If self and child are a kind of ground zero of this poet’s attention, the other figures appearing in the poems can be organised in terms of their distance from that centre. At the next ring out, so to speak, from self and child are lovers. These are either ever-present experiences (‘My best days are when I don’t see you and / my worst days are when I don’t see you’) or actual characters who, in ‘Prodigal Lover’, turn up unexpectedly after a fifteen-year absence. Beyond the lovers are the family, characters whose relation to the self is genetic. These make up some memorable portraits: ‘Limerick’s Sons’, ‘Memory Map’ and ‘A Little Extra Money’ are fine poems of quirkily distinct people. They are not objective renderings, however, since the self of the poet – their genetic inheritor – must always stand just to the side of the picture. In a way, these poems might be as personal as ‘Linea Nigra’.
All this makes the reader interested in those poems in which the self’s ‘stake’ in the situation is not apparent. ‘Ifs & Ands’ describes the experience of a woman who, with her son, survives a car accident only to find that ‘an innocent gob of chewing gum’ has prevented the oxygen administered in the ambulance from reaching the boy’s lungs: ‘two hypoxic minutes rob him of his past.’ The connection here seems clear; the poet with the baby son experiences something of the horrors that haunt all parents as possible futures by empathetically relating the story of another, older parent.
‘Squid Fisher’, a portrait from early in the book, begins with objective and subtle observation of another (‘you tug your line / with a beaked wedding finger’), but describes an almost erotic process, whereby the observing writer is seduced by her own observations.
Thus, perhaps, it will come as no surprise when I say that the poems that stay with me after several rereadings are not those that are necessarily the best written but those where the world outside the poet comes calling – and calling with a vengeance.
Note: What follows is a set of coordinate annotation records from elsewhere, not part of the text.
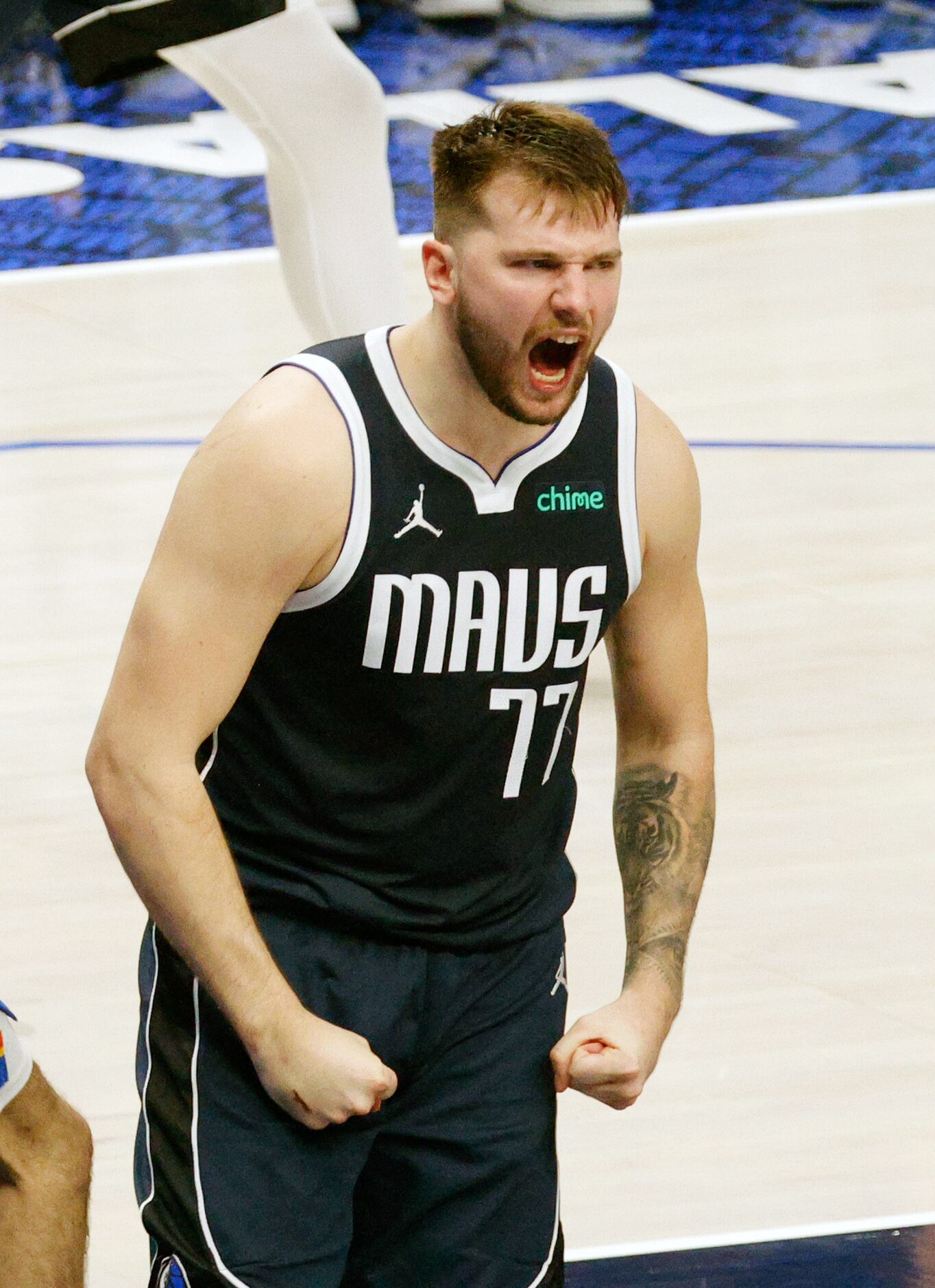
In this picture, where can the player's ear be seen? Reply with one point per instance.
(439, 268)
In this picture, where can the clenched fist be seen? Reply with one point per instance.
(319, 1073)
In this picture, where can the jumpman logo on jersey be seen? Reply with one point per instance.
(416, 519)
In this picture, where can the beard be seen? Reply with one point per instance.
(494, 365)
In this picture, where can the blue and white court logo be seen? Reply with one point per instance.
(173, 1274)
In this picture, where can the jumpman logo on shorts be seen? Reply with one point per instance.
(416, 519)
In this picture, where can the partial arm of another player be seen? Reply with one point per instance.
(45, 1173)
(260, 510)
(664, 802)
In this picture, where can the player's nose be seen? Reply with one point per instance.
(570, 298)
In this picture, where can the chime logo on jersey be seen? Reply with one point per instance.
(571, 496)
(478, 619)
(173, 1276)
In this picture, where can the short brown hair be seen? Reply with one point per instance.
(557, 150)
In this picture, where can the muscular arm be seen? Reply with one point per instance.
(259, 512)
(664, 800)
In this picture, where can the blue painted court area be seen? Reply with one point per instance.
(882, 1259)
(119, 209)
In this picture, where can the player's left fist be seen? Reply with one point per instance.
(607, 1056)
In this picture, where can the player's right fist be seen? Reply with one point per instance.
(319, 1073)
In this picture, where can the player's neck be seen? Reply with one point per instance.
(452, 405)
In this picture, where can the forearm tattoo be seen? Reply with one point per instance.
(664, 826)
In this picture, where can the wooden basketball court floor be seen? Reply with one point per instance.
(795, 344)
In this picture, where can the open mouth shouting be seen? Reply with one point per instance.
(552, 362)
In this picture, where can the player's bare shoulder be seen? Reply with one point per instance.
(666, 481)
(278, 468)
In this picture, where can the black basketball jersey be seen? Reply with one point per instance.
(400, 760)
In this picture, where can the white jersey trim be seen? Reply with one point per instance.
(19, 1062)
(202, 1215)
(359, 522)
(489, 496)
(149, 1069)
(627, 477)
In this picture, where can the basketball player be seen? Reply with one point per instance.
(317, 111)
(45, 1171)
(337, 758)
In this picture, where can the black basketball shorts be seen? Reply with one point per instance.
(454, 1184)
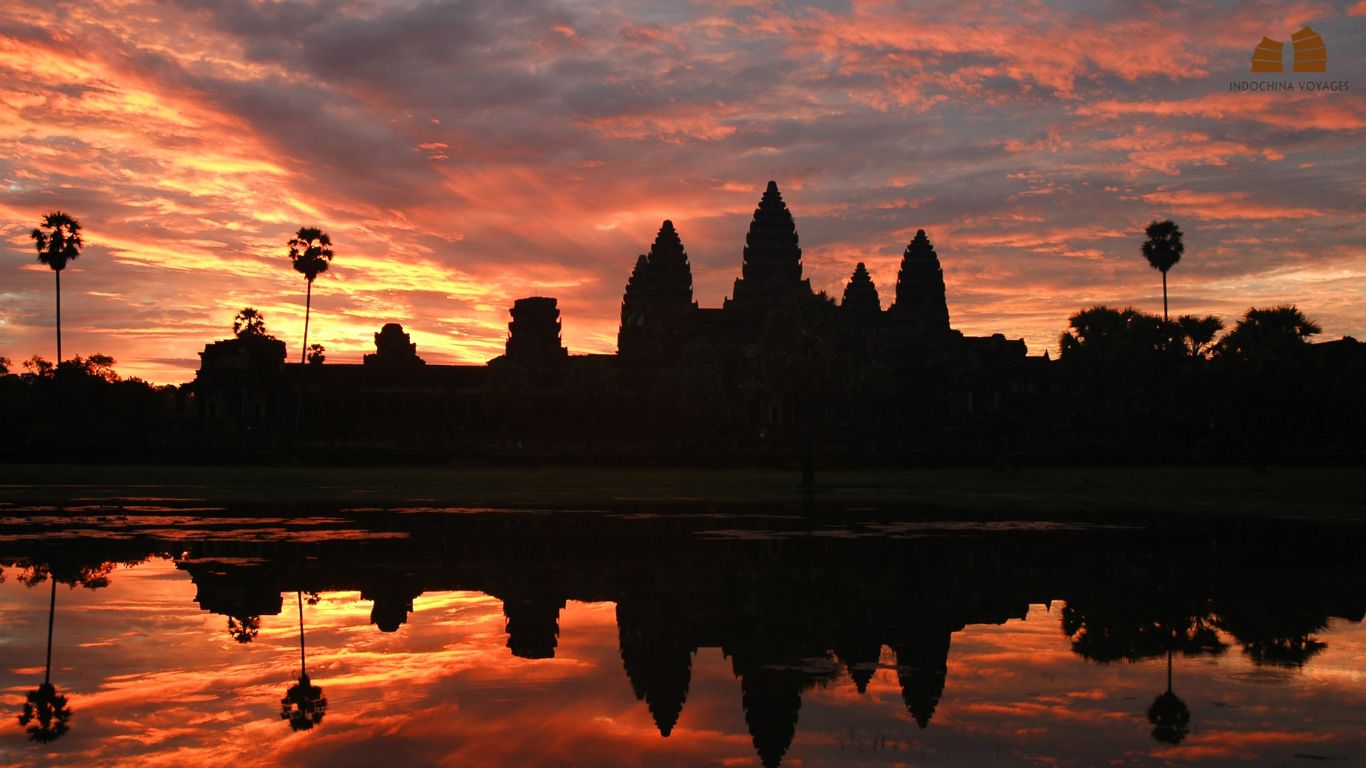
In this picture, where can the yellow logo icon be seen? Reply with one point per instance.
(1307, 47)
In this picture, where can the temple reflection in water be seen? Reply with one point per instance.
(792, 603)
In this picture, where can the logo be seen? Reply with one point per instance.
(1307, 47)
(1309, 53)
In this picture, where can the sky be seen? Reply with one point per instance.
(466, 153)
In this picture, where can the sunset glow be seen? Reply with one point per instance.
(463, 155)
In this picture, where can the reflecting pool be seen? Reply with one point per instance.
(185, 634)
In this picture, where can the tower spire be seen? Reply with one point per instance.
(920, 290)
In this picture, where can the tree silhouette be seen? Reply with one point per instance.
(1269, 336)
(45, 712)
(58, 241)
(799, 365)
(303, 705)
(1198, 334)
(243, 629)
(249, 323)
(1163, 250)
(310, 252)
(1168, 714)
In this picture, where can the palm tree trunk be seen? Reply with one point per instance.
(52, 611)
(1164, 295)
(308, 309)
(303, 355)
(302, 667)
(58, 272)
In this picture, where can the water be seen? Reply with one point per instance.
(485, 637)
In ‘The Freedom’, we are, at first, deluged with the poet’s situation: a love affair has collapsed, and she boards the bus from the new Slovak Republic to Vienna to see the paintings of Klimt. She meets a traveller going to visit a girl he should have married but who managed to escape the old Czech régime. The man, unable to escape, is now married with three children. Although the poem is probably trying to balance the situations of poet and traveller, it is hard not to feel that the man’s anguished story eventually rides over the top of the narrator’s miseries.
In ‘Kinsale’, something similar occurs; we begin in Ireland with familiarly insistent details of the poet’s situation:
I am flotsam here
amid the virtuosity of seagulls. I am alone,
walking with my lover whose absence is denser
than his presence was …
In the background hovers the figure of the host of the place where she is staying (‘Paddy McIntee, the owner of a shaggy body / and bull neck’). The poem goes on to deal with various observations, literary gossip and a woman traveller with whom the poet takes up. But it finishes with the pair discovering a tombstone to the wife and four children of Paddy McIntee, all lost at sea. It is when the world comes calling with its arbitrary horrors that these poems of the self are challenged, and it is an achievement of this book that it allows such challenges into the fabric of the poems.